Si Amadou Mbagnick Mbaye, ancien athlète sénégalais, se plie à l’argumentaire que la préparation mentale ne doit pas occulter le reste, le champion d’Afrique du 100m en 1989 pense, en revanche, que les athlètes ont, aujourd’hui, la chance de disposer « cet outil » en plus. « Il y a toute une équipe qui travaille avec l’entraîneur pour la performance de l’athlète. Cela peut aller jusqu’à 10 à 15 personnes. Le haut niveau ne se décrète pas. Les athlètes, c’est comme des Formule 1 », compare le Sénégalais actuellement responsable du pôle sprint du pôle au Centre national d’entraînement d’athlétisme de Normandie (France).
Psychologie
Dans la gestion de ces « à-côtés » importants, le footballeur Amdy Faye cite l’Angleterre comme pionnière. « Les clubs anglais sont en avance dans la maîtrise du stress, de la motivation, de la gestion des défaites et des victoires, mais aussi de la santé mentale des athlètes de haut niveau. Dès 2005, à Newcastle, nous avions un préparateur mental qui suivait toute l’équipe.

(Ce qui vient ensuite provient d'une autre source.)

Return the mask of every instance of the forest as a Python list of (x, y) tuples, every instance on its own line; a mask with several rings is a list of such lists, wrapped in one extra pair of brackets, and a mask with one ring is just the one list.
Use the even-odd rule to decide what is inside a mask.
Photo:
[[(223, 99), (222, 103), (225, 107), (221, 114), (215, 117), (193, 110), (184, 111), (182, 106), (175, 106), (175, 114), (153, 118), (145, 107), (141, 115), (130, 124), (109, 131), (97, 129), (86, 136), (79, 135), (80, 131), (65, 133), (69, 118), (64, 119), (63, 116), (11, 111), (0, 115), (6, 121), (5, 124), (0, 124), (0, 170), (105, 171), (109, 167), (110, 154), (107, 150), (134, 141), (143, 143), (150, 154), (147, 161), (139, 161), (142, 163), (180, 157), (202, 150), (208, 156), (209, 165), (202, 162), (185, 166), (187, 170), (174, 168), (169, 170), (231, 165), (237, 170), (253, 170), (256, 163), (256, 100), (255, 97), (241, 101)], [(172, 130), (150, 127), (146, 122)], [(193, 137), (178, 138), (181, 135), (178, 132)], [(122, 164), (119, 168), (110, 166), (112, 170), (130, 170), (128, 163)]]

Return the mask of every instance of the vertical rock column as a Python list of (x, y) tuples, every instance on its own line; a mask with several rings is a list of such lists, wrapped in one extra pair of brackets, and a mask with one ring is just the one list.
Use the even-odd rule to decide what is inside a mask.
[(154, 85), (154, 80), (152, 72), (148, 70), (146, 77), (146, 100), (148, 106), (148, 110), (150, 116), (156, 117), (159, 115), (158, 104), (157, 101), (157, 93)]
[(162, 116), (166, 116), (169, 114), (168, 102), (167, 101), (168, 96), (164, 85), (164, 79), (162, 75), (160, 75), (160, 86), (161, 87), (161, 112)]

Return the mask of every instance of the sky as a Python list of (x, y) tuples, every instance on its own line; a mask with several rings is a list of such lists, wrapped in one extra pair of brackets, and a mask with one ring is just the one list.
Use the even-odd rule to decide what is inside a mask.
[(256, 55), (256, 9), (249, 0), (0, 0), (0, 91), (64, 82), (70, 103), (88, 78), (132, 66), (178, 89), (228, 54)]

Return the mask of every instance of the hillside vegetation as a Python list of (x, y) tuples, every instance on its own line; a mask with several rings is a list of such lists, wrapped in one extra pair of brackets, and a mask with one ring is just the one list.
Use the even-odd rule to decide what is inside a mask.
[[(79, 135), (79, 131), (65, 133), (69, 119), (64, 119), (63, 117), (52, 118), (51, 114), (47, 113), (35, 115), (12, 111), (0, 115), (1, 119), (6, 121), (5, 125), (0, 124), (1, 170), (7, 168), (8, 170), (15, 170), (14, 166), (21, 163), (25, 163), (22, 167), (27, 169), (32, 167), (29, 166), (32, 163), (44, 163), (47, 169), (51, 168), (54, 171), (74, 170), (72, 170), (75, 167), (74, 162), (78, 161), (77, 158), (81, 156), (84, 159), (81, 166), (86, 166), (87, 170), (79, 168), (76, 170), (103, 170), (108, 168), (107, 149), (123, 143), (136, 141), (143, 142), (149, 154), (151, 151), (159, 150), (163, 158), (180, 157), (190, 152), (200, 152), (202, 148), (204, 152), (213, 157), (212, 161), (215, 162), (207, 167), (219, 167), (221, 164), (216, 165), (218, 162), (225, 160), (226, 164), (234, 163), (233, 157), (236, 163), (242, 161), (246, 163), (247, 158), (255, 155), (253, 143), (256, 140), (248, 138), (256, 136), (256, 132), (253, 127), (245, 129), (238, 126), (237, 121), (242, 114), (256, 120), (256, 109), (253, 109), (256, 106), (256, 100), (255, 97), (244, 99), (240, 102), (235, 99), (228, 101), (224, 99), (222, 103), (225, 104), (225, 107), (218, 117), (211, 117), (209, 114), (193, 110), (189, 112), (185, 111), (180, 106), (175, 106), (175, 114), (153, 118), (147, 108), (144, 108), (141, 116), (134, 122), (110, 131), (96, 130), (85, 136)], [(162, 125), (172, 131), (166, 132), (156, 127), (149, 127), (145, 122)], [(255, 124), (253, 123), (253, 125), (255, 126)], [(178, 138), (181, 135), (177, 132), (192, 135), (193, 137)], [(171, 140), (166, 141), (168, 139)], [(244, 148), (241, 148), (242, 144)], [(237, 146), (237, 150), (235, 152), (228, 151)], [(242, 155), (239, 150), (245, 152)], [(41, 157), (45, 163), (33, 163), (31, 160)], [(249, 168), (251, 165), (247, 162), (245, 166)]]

C’est un plus. », le quart de finaliste du Mondial 2002.
Ne niant pas les apports du mental dans la performance des sportifs, Mademba Mbacké préfère user de la rhétorique. « Mais est-ce nécessaire qu’une personne extérieure au staff en soit le dépositaire », fait-il mine de questionner pour mieux marquer ses doutes. De l’avis du préparateur physique des arbitres africains lors de la Coupe du monde au Qatar, il faut connaître la discipline ou l’avoir pratiqué pour faire une intervention efficace. « Même quand on a des diplômes universitaires en psychologie, on ne peut pas tout saisir », dénigre Mademba Mbacké, avant de formuler un vœu : « le meilleur préparateur mental doit être l’entraîneur, lui-même. Un bon coach doit savoir quels mots utilisés pour motiver ses joueurs, en sport collectif, ou son protégé, en sport individuel ».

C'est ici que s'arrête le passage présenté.